Pédagogie et transmission
Antoine, toujours épaulé par les enfants, mesure et découpe les carreaux de céramique blanc qui recouvriront l’établi de la cantine. Egge apprend à Axel à se servir du coupe-carreaux. Nous sous-estimons parfois la capacité des enfants à être soigneux et précis lorsque nous voyons leur enthousiasme à faire et l’énergie qu’ils mettent parfois incompatible avec la patience et la délicatesse que réclame certaines tâches. Ici, une fois de plus, ils nous prouvent leurs force d’apprentissage et leur capacité à transmettre. Les carreaux sont parfaitement découpés, le geste est précis et appliqué.  Chaque plaque de carreaux est référencée, classée et rangée en attendant l’étape de la pause.

Nous réalisons les plantations pour la photo-épuration. De jeunes plants en godet. Nous réalisons qu’ils sont très jeunes, ce qui est bien pour une bonne adaptation au milieu mais ce qui est moins bien pour le temps qui nous est impartie. La cuisine ouvre bientôt et la filtration par les racines sera loin d’être optimale. Il faut toujours que nous évaluions nos actions en relation avec une temporalité de projet qui touche à l’éphémère. La question des plantations est particulièrement représentative de la relation entre le maintenant et le futur. Pour chaque projets, nous plantons maintenant pour demain, l’action est immédiate mais effective plusieurs années après. Une plante n’est pas installée une fois mise au sol, mais après une année minimum. De plus, l’effet pour lequel elle a été choisi ne se ressent qu’après des années pour un arbre fruitier par exemple. Ici les petits plants se développeront, nous n’en doutons pas, mais leur action sur la qualité de l’eau ne pourra se ressentir véritablement qu’après une année de développement, étant donné leur taille actuelle. Il s’agit de vivaces à la croissance rapide mais l’environnement n’est pas optimal (arrachage par les enfants, passage d’un substrat de pépinière à la pouzzolane). 

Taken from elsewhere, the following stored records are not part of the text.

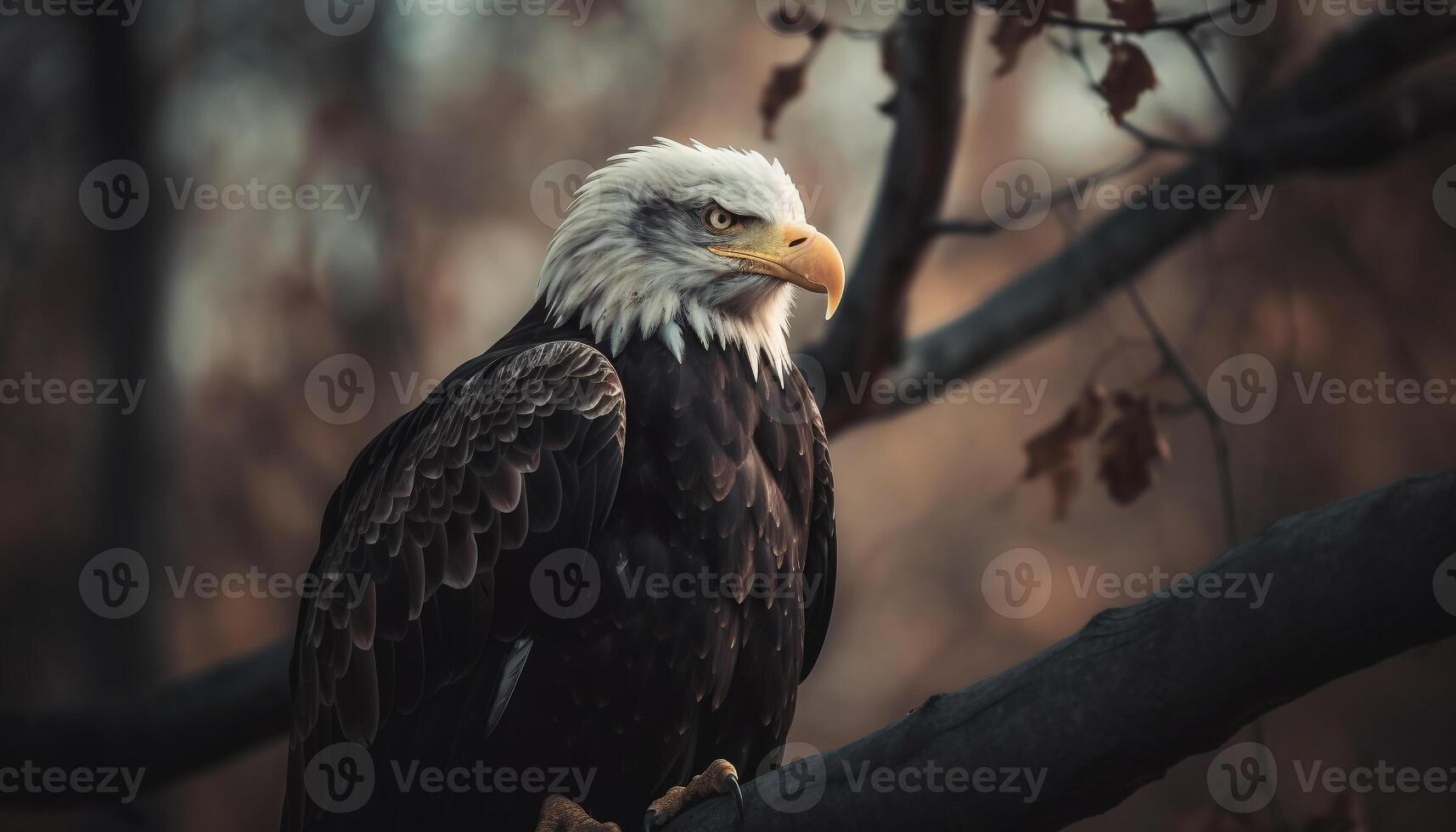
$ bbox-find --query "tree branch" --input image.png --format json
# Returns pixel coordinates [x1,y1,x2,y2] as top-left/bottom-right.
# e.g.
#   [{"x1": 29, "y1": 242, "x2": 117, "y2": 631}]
[
  {"x1": 8, "y1": 4, "x2": 1456, "y2": 829},
  {"x1": 808, "y1": 0, "x2": 973, "y2": 430},
  {"x1": 664, "y1": 472, "x2": 1456, "y2": 832},
  {"x1": 856, "y1": 18, "x2": 1456, "y2": 419},
  {"x1": 0, "y1": 638, "x2": 293, "y2": 806}
]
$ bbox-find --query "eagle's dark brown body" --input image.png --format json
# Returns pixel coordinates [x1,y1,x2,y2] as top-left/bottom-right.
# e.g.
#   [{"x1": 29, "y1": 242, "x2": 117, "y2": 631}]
[{"x1": 284, "y1": 301, "x2": 835, "y2": 832}]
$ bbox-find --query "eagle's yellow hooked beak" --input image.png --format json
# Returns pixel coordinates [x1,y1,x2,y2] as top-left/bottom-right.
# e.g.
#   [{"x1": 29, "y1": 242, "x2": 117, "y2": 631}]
[{"x1": 707, "y1": 223, "x2": 845, "y2": 321}]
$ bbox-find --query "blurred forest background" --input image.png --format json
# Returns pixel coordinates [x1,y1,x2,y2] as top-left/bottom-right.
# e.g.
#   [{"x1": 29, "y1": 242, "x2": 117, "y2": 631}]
[{"x1": 0, "y1": 0, "x2": 1456, "y2": 832}]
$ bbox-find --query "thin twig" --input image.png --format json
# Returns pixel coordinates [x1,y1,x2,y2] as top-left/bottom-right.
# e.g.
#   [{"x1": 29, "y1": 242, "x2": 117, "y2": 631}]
[
  {"x1": 1178, "y1": 29, "x2": 1234, "y2": 115},
  {"x1": 1126, "y1": 284, "x2": 1239, "y2": 547},
  {"x1": 930, "y1": 147, "x2": 1153, "y2": 236},
  {"x1": 1047, "y1": 32, "x2": 1207, "y2": 153}
]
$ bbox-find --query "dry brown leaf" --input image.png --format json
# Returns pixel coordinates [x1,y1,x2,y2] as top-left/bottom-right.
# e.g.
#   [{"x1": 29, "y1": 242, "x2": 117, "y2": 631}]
[
  {"x1": 1096, "y1": 391, "x2": 1167, "y2": 506},
  {"x1": 992, "y1": 0, "x2": 1077, "y2": 77},
  {"x1": 759, "y1": 20, "x2": 830, "y2": 138},
  {"x1": 880, "y1": 28, "x2": 900, "y2": 80},
  {"x1": 1102, "y1": 38, "x2": 1157, "y2": 124},
  {"x1": 1022, "y1": 386, "x2": 1104, "y2": 520},
  {"x1": 1105, "y1": 0, "x2": 1157, "y2": 32},
  {"x1": 759, "y1": 63, "x2": 805, "y2": 138}
]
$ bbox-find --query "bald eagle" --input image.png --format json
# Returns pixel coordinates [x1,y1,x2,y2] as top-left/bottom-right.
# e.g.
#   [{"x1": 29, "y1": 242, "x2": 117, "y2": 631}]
[{"x1": 283, "y1": 140, "x2": 845, "y2": 832}]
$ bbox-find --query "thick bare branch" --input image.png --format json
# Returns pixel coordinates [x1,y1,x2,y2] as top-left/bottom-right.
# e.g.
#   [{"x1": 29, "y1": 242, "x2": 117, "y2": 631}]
[
  {"x1": 666, "y1": 472, "x2": 1456, "y2": 832},
  {"x1": 0, "y1": 639, "x2": 293, "y2": 806},
  {"x1": 856, "y1": 18, "x2": 1456, "y2": 417},
  {"x1": 810, "y1": 0, "x2": 973, "y2": 430}
]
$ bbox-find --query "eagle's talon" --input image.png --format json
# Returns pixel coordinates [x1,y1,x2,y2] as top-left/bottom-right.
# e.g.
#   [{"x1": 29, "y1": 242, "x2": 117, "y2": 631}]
[
  {"x1": 642, "y1": 759, "x2": 744, "y2": 832},
  {"x1": 728, "y1": 773, "x2": 744, "y2": 820},
  {"x1": 536, "y1": 794, "x2": 621, "y2": 832}
]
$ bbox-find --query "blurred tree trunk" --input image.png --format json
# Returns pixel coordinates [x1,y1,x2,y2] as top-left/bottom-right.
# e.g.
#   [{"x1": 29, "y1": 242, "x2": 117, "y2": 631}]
[{"x1": 82, "y1": 16, "x2": 173, "y2": 829}]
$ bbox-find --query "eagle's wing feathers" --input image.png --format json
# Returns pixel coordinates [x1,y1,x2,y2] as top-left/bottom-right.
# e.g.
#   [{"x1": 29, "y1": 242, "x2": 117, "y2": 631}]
[
  {"x1": 291, "y1": 341, "x2": 626, "y2": 775},
  {"x1": 794, "y1": 373, "x2": 837, "y2": 682}
]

Nous sommes heureux néanmoins de les planter avec l’aide des enfants à qui l’on apprend le cycle de l’eau à l’échelle de la cantine, à qui l’on apprend qu’une plante est un être vivant qui boit, respire, transpire, se multiplie, et rentre dans une écologie dont nous faisons partie. Nous leur apprenons comment la phragmite se multiplie, ils comprennent pourquoi il y en a autant auprès de « la mare aux canard » dans le parc des Guilands accolé à La Noue. Des rhizomes des phragmites nous passons aux stolons de la menthe aquatique puis au mode de multiplication végétatif des Carex qui est le même que pour l’herbe que nous foulons. 

La présence des enfants nous permet de mettre en parole des actions concrètes et de les relier avec une logique d’ensemble qui tient à l’intelligence du projet alliant écologie et économie. Nos actions réagissent à un contexte écologique, social et professionnel. Chaque actions nous permet de faire l’éloge du circuit court, du réemploi, de la mise en réseau des forces (mutualisation des moyens), de la pédagogie par le faire, des usages spontanés, de l’expérimentation etc.